There are gains to be lost however. While the US has been in Afghanistan, the number of children in school has gone from well under a million (almost all boys) to more than 9 million (40% of whom are girls). Life expectancy has risen from 44 to 60.

There is no question such advances are at stake. The US intelligence community’s prediction, in its annual Threat Assessment published on Tuesday, is that peace talks were unlikely to succeed.

“The Taliban is likely to make gains on the battlefield, and the Afghan government will struggle to hold the Taliban at bay if the coalition withdraws support,” the assessment said, adding: “the Taliban is confident it can achieve military victory”.

Whether that confidence is borne out depends on some unknowables, such as whether the Afghan security councils will crumble or be galvanised by the departure of their US and Nato backers, and whether the absence of a foreign foe will dampen enthusiasm among would-be Taliban recruits.

Michael Semple, a former EU envoy in Afghanistan and now a professor at Queen’s University Belfast, said he believed more progress could have been made to stabilise the country prior to departure. He said “not enough has been done to avoid the risks of Taliban takeover or civil war”.

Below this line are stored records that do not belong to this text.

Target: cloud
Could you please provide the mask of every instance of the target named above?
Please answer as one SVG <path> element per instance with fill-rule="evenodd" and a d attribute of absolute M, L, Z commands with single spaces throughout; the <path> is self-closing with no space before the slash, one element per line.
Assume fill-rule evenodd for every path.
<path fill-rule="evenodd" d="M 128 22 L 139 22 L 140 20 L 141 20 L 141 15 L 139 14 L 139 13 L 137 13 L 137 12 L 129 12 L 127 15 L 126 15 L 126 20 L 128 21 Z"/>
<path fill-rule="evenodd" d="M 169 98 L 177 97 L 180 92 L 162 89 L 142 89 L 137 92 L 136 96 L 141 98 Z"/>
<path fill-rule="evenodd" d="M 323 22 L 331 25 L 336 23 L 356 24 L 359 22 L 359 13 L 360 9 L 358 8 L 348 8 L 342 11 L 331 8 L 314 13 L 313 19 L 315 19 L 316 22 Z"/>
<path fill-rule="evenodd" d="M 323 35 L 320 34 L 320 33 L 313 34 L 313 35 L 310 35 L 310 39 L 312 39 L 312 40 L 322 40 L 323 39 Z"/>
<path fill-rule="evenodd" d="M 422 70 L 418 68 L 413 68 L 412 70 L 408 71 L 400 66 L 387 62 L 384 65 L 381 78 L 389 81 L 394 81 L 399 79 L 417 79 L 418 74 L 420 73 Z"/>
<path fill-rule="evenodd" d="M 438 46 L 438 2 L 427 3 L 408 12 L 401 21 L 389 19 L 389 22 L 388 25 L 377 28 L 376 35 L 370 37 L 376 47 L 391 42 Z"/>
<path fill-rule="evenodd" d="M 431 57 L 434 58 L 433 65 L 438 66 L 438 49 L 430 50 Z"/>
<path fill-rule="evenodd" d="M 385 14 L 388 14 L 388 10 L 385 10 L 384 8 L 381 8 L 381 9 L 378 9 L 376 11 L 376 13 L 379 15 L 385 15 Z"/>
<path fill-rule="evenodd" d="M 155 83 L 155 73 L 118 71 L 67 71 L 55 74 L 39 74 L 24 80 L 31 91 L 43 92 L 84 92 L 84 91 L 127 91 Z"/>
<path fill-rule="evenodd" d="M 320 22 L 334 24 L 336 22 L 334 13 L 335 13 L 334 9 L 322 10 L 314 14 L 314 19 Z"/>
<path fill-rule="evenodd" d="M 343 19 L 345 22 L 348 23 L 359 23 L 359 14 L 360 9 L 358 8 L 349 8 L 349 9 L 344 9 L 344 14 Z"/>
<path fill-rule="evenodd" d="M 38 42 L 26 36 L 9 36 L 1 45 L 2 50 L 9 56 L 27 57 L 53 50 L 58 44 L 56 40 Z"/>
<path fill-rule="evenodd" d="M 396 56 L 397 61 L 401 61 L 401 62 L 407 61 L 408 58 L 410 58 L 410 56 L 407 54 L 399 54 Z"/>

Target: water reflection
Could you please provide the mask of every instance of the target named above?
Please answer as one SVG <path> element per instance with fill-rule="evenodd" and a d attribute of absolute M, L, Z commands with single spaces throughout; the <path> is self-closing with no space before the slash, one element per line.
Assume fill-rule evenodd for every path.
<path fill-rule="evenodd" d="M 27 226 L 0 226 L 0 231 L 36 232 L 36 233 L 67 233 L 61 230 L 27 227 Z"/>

There are questions, too, over whether withdrawal will allow the US military to achieve its more narrowly defined objective in Afghanistan: to prevent the resurgence of al-Qaida or Isis in the country to the extent that they could pose a direct threat to the US, its interests or allies.

“Effective CT [counter terrorism] requires good intelligence, good partners, good capabilities and access,” General Joseph Votel, the former head of US Central Command told the Defense One website. “While probably not impossible – all of these will be much more challenged and difficult from over the horizon.”

US generals have told successive administrations for years that Afghanistan had “turned the corner”, but each year there were more corners. Biden has chosen to stop trying to turn them. After 20 years of US presence in Afghanistan, no one knows for sure what happens next.